Penyesalan, bunda, dan tangis. Suasananya hari ini sangat berantakan, perasaanpun sulit sekali untuk dideskripsikan, kacau balau, semuanya menyatu dan melebur menjadi air mata.
"Dek, Keluar yuk. Jangan gitu sama tamu" Suaranya terdengar lagi. Tapi Rara tetap kekeh, dia tak mau keluar karena di luar hanya akan menambah duka.
Rara tak mau larut dalam bayangan ini, dalam kondisi ini, dalam keadaan ini. Tapi, Rara bukanlah orang yang kuat, Rara bukan orang yang mudah menerima, Rara adalah orang yang sangat bergantung pada bunda, tanpa bunda Rara tak akan bahagia seperti yang sudah terjadi saat bunda koma.
Seperti mimpi, tapi ini nyata. Rara berulang kali memejamkan matanya, lalu membukanya kembali, berharap kalau ini hanya ilusi, bukan fakta nyata. Tapi tak bisa, tak ada yang bisa menghindari takdir, termasuk Rara. Sekarang bukan waktunya untuk pura-pura kuat, sekarang juga bukan waktunya untuk menyambut orang-orang di luar sana. Rara tak butuh banyak orang hari ini. Rara hanya ingin sendiri menenangkan dirinya sendiri untuk bisa menerima takdir.
***
Setelah pemakaman, Radit mencoba menembus tembok pembatas yang sudah Rara buat, sebuah tembok yang membatasi semua orang agar tidak bersentuhan dengannya dalam kondisinya saat ini.

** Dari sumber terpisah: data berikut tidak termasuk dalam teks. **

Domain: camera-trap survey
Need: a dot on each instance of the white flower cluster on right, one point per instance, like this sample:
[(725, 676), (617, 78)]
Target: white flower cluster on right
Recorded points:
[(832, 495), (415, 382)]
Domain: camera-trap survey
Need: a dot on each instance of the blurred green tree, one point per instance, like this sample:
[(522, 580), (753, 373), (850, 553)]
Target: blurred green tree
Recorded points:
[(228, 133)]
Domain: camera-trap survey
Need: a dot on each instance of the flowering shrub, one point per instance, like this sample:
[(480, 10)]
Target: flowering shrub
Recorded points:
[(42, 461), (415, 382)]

Tapi Radit tak bisa, Radit tidak bisa berdiam diri dan membiarkan Rara larut dalam kesedihannya. Radit hapal betul siapa Rara, dia adalah orang yang sulit berdamai dengan keadaan. Termasuk untuk hal ini. Harus ada pendorong yang membuat Rara keluar dari jurang kesedihan.
Sekarang, Radit sudah ada di depan kamar Rara. Dengan persetujuan ayahnya, Radit mencoba untuk masuk. Percobaan pertama adalah dengan mengetuk pintu, sekitar 5 kali ketukan, tak ada suara respon apapun. Saat ketukan ke enam, tak sengaja pintu kamar itu terdorong dan terbuka. Tidak di kunci.
Tak ada pilihan lagi, Radit masuk ke dalam kamar itu. Mengelilingi keadaan ruangan yang berantakan, matanya berkeliling ke segala arah sampai akhirnya pandangan matanya berhenti di pojokan kamar. Ia menemukan Rara di pojok kamar dengan wajah yang terlungkup.
"Hey Ra" Panggil Radit dengan sedikit sentuhan halus di bahunya. Tak usah menunggu lama, Rara terbangun, membuka matanya, dan mata itu benar-benar bengkak.
"Gue tahu rasanya. Lo jangan kayak gini terlalu lama. Lo juga nggak seharusnya nutup diri, di luar sana banyak orang yang mau ketemu sama lo" Ucap Radit sambil duduk di samping Rara.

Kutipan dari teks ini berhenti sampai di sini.